Me recosté en la silla, noté que una de mis manos aferraba a la otra con fuerza y la aflojé con deliberación.
—¿Y tú qué le respondiste?
—Le dije que no estabas más loca que de costumbre. —Se encogió de hombros—. Y es lo que pienso.
—¿Y cuál es mi locura habitual?
Me miró fijamente.
—Depende de la definición que uno use. No me preocupa que veas gente que no existe. Sólo comienzo a inquietarme cuando ignoras a los que sí existen. No creo que debas alejar a Diane de aquí.
Me senté en silencio. La luna estaba en lo alto. Recordé mi visión de la luna desde la sala del manicomio. Sólo podía verla si me subía a uno de los retretes y atisbaba por una diminuta ventana enrejada. Aferrada a la cornisa polvorienta, veía cómo la Luna levantaba a regañadientes su rostro marcado sobre el horizonte y contemplaba la Tierra.
Aprovechaba las flores que me traía Robert para sobornar a una de las mujeres: debía vigilar la puerta mientras yo veía elevarse la Luna. La miraba hasta que me asfixiaba el olor a orina y desinfectante, o hasta que algún enfermero me descubría y me escoltaba rudamente hacia mi cama.
Tony se acercó para tomarme de la mano, pero me puse de pie y fui hasta el borde del círculo de luz. Tambaleé ligeramente y busqué apoyo en el respaldo de la silla. El aguardiente me había dejado el cuerpo pesado y la cabeza liviana.
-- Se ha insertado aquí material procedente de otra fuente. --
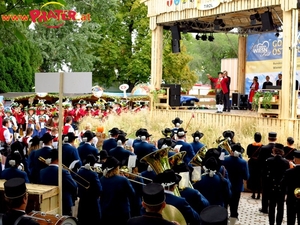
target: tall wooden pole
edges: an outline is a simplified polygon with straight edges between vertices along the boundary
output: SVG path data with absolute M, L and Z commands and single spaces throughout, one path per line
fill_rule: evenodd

Cuando volví la cabeza, el mundo se movió a mi alrededor demasiado deprisa.
—No me importa que digan que estoy loca —proferí, mirando la plaza—. No me importa lo que piensen al respecto. Pero no me encerrarán.
—¿De qué hablas, Liz? No dije nada acerca de…
—No, no dijiste nada. —Comenzó a ponerse de pie para acercarse a mí, pero le lancé una mirada y se volvió a sentar—. Hace años que crees que estoy loca.
—Sabes que no es así.
Mi mano era un puño y las uñas dejaban marcas profundas sobre la palma. La tensión me rodeaba. Tenía miedo. No podía decir palabra. Buscaba qué decir, pero pensaba en el gran silencio que rodeaba los montículos al amanecer, en el correteo de las lagartijas sobre las rocas, en el lamento de las aves en el monte, en el susurro de los pastos bajo la brisa ligera. Y era incapaz de pronunciar una sola palabra.
—Me quedaré —dijo—. He estado luchando contra mis propias sombras durante años.
Me hace bien luchar contra las tuyas.
Me sentía vacía. Oí mis propias palabras entumecidas por el alcohol, recordé con demasiada lucidez el hedor del manicomio. Miré a Tony, recostado en su silla, y me acordé de la forma en que me consolaba cuando me sentía afligida.
—No te preocupes —le dije entonces—. No haré que Diane se marche. No te preocupes.
—Escucha —me interrumpió, extendiendo su mano—. Tranquilízate. No…
—He dicho que no pasa nada. No te preocupes. —Lo dejé y me marché a la seguridad que me ofrecía mi choza.